Kinds of hummingbirds in Alabama
If you’re in Alabama during the season, expect to witness the most common kind of hummers—the ruby-throated ones (or known as Archilochus colubris). More rarely, but still, there is a chance to spot rufous hummingbirds (Selasphorus rufus). You can find both of these kinds in gardens or parks with hummingbird feeders.
You can easily distinguish between females and males by their looks. For example, the ruby-throated male hummer has a deep red throat patch and a dark-green back. On the other hand, the female can be recognized by a light-green back and the absence of the red patch on her neck.
When do hummingbirds come to Alabama
In general, hummers have two migratory seasons: spring and fall, and the summer isn’t as attractive to them. This way, hummingbird season in Alabama kicks off between late April and early May, and this is when you should expect to see the first sightings of these birds. As usual, male hummers are the first to depart, and the females, along with the little ones, follow about two weeks later.
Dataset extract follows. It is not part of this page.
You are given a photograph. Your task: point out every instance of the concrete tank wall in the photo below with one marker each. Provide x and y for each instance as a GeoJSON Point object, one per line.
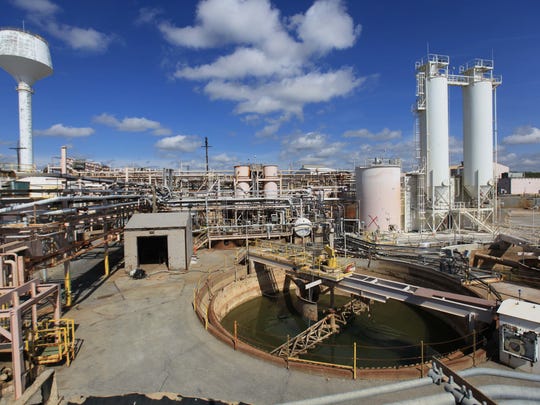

When do hummingbirds leave Alabama
Hummingbirds usually leave Alabama in mid- to late October, but keep your feeders outside for as long as the birds need. These birds have an incredible instinctive compass, which tells them exactly when to leave. In some cases, right before the migration, they will eat all the food from the feeders and then vanish into thin air (until next year, of course).
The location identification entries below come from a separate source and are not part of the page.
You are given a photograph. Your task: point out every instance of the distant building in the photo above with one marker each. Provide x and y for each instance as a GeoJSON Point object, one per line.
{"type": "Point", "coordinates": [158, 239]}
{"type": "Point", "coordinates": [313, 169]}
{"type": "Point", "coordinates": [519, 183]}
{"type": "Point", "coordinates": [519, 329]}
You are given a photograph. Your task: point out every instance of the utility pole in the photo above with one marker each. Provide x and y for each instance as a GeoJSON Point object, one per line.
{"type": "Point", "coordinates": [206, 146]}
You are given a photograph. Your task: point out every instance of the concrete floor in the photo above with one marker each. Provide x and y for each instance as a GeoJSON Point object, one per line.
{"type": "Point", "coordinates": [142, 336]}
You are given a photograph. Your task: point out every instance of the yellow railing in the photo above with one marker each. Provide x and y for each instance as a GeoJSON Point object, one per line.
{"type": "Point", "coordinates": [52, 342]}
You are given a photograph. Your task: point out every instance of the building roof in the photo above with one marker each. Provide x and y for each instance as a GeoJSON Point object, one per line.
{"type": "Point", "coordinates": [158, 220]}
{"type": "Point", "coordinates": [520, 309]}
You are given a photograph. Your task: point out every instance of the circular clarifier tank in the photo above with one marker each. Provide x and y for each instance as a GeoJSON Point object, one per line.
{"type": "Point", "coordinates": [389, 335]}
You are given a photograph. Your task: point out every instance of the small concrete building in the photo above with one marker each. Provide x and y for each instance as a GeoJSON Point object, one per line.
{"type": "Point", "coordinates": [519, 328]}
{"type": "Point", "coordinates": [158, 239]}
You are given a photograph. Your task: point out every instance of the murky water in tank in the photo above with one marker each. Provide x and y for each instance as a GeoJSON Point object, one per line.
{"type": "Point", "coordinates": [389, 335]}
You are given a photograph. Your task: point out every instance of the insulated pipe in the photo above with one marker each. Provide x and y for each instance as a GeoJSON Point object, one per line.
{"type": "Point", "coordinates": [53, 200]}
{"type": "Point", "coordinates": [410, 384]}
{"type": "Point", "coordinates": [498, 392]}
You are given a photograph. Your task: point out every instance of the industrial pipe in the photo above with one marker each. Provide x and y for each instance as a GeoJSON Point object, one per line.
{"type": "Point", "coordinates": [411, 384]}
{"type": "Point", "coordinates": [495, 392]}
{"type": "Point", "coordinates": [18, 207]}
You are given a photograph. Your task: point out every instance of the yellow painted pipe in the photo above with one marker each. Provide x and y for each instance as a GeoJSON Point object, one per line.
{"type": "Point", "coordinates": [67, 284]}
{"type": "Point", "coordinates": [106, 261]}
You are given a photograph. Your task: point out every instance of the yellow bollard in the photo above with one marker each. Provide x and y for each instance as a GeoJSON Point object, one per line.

How to attract hummingbirds?
If you want to catch a glimpse of hummingbirds, remember that these tiny creatures burn many calories, so they have to eat around four times an hour. That’s why the best tactic for attracting hummers is creating all favorable conditions (aka food) for them. If you can, turn your back porch into the perfect hummer area with feeders full of nectar. Or go to a special garden, which already has all the conditions—and they already know all the nuances about hummingbird nutrition and lifestyle.